The bottleneck was me
For a while the loop looked like this: I think of an idea, I ask Claude to research whether it's feasible, we decide. It kept stalling — not on the research, but on the first step. Generating ideas I actually believed in was slow, and every stall was mine.
So we flipped the roles. I stop being the front of the funnel. A pipeline scouts and filters; I only make the go / no-go call. The point isn't more ideas — a firehose of shallow ideas is worse than none. The point is to only ever look at signal.
What an idea needs before it earns any code
Building is cheap now. The expensive, scarce thing is knowing a real person will use the result. So every idea the pipeline surfaces has to arrive with three things attached, or it doesn't count:
- A specific target user — not "small businesses", but who exactly feels this.
- A way to reach them — the actual channel, or the idea is a fantasy.
- A 30-minute test — the cheapest experiment that proves demand before a line of product gets written.
How it works
The shape is deliberately boring and deterministic.
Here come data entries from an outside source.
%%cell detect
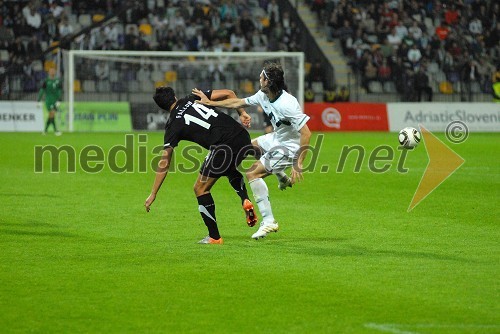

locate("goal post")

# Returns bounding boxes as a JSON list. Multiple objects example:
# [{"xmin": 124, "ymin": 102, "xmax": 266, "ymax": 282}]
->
[{"xmin": 64, "ymin": 50, "xmax": 305, "ymax": 132}]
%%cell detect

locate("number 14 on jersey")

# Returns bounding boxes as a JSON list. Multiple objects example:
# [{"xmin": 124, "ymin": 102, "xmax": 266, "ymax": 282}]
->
[{"xmin": 184, "ymin": 103, "xmax": 219, "ymax": 129}]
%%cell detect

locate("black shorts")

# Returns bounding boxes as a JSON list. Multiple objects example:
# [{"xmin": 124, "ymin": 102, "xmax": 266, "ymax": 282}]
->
[{"xmin": 200, "ymin": 130, "xmax": 252, "ymax": 178}]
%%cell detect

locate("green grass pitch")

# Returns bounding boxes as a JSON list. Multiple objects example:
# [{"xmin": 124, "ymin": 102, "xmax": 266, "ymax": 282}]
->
[{"xmin": 0, "ymin": 133, "xmax": 500, "ymax": 334}]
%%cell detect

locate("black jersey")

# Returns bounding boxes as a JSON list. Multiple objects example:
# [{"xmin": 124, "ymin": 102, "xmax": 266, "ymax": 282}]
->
[{"xmin": 164, "ymin": 91, "xmax": 246, "ymax": 149}]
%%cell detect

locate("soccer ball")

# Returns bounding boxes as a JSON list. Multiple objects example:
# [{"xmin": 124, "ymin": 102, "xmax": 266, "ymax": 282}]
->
[{"xmin": 398, "ymin": 127, "xmax": 420, "ymax": 148}]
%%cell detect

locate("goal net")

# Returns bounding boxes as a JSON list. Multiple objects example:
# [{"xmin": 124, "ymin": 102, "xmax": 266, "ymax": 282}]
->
[{"xmin": 64, "ymin": 50, "xmax": 304, "ymax": 131}]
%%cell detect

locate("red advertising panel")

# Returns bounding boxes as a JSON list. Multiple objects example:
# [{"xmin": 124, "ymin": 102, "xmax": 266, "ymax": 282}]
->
[{"xmin": 304, "ymin": 103, "xmax": 389, "ymax": 131}]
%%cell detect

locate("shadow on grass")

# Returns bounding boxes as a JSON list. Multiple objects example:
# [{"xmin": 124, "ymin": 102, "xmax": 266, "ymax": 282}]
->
[
  {"xmin": 0, "ymin": 228, "xmax": 77, "ymax": 238},
  {"xmin": 0, "ymin": 219, "xmax": 65, "ymax": 228},
  {"xmin": 232, "ymin": 236, "xmax": 474, "ymax": 263},
  {"xmin": 0, "ymin": 193, "xmax": 61, "ymax": 198}
]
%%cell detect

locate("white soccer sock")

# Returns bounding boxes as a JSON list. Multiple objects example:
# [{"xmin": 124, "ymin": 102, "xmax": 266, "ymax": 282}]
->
[
  {"xmin": 275, "ymin": 171, "xmax": 287, "ymax": 181},
  {"xmin": 249, "ymin": 178, "xmax": 274, "ymax": 223}
]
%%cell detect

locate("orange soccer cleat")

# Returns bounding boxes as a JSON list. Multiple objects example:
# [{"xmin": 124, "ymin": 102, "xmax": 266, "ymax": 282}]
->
[{"xmin": 243, "ymin": 199, "xmax": 257, "ymax": 227}]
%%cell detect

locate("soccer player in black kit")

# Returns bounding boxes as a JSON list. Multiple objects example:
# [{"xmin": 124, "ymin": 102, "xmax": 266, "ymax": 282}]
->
[{"xmin": 144, "ymin": 87, "xmax": 257, "ymax": 244}]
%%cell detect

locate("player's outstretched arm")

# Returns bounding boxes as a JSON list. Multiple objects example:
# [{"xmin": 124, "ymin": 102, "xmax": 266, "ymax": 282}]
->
[
  {"xmin": 144, "ymin": 147, "xmax": 174, "ymax": 212},
  {"xmin": 210, "ymin": 89, "xmax": 252, "ymax": 128},
  {"xmin": 192, "ymin": 88, "xmax": 248, "ymax": 109},
  {"xmin": 291, "ymin": 124, "xmax": 311, "ymax": 183}
]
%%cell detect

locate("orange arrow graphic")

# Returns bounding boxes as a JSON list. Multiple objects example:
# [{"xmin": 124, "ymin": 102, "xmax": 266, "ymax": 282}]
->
[{"xmin": 408, "ymin": 125, "xmax": 465, "ymax": 212}]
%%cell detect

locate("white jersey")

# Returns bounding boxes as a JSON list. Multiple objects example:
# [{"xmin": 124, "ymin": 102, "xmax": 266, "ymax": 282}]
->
[{"xmin": 245, "ymin": 90, "xmax": 309, "ymax": 152}]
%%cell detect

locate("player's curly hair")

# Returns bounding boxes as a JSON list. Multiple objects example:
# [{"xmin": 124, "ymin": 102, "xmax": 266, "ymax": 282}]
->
[
  {"xmin": 153, "ymin": 86, "xmax": 176, "ymax": 111},
  {"xmin": 263, "ymin": 63, "xmax": 286, "ymax": 94}
]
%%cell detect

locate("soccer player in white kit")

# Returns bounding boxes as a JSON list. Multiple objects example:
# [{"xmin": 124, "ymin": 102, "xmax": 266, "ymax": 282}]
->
[{"xmin": 193, "ymin": 63, "xmax": 311, "ymax": 239}]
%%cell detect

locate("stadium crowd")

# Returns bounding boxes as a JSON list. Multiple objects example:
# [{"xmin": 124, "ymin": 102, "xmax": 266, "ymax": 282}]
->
[
  {"xmin": 308, "ymin": 0, "xmax": 500, "ymax": 101},
  {"xmin": 0, "ymin": 0, "xmax": 500, "ymax": 101},
  {"xmin": 0, "ymin": 0, "xmax": 299, "ymax": 95}
]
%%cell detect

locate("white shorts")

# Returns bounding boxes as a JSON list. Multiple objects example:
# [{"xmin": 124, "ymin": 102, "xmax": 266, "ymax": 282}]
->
[{"xmin": 257, "ymin": 132, "xmax": 295, "ymax": 174}]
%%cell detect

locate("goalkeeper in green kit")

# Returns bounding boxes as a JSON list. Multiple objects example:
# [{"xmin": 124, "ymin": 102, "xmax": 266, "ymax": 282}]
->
[{"xmin": 37, "ymin": 67, "xmax": 62, "ymax": 136}]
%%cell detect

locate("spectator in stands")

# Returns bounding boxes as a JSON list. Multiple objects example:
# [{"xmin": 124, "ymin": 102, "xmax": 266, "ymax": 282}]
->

Code does the fetching, deduping, and scoring; the model is only invited in at the very end to frame what the code already found.
sources → dedup → rank → claude -p → Telegram
(Reddit, (state (pain- (frames the (push to
HN, PH) file) signal) real signal) my phone)
Each source is read for posts where people say the quiet part out loud — I wish there was a tool, is there any way to, I do this by hand. A state file remembers everything it has already shown me, so nothing repeats. Only then does claude -p get the top signals — with their source links — and turn them into framed ideas.
Code decides what's worth reading. The model only ever reasons on top of real, fetched signal — it never gets to invent a pain point.
That last rule is the whole game. It's the same discipline I lean on everywhere: the machine can reason, but it reasons on numbers and quotes it was handed, never ones it made up. An idea with no source link attached is not an idea; it's a hallucination with good grammar.
What broke
Reddit fought back. Its JSON endpoints now return 403 to anything that looks like a bot, and the RSS fallback rate-limits your IP hard — so a chunk of the richest sources (where non-developers describe everyday pain) drop out, and the ideas skew toward developer tools. Telegram bit me too: sending with Markdown means one stray _ in scraped text returns 400 can't parse entities and the push silently dies. Plain text fixed it.
What I'd change next
The honest weakness right now is signal strength. RSS gives me no vote count, so a pain point voiced by one person ranks the same as one echoed by hundreds. The fix is a proper Reddit app token — not just to dodge the rate limit, but to filter for pain that many people feel, not one. Fewer ideas, higher conviction. That's the trade I want.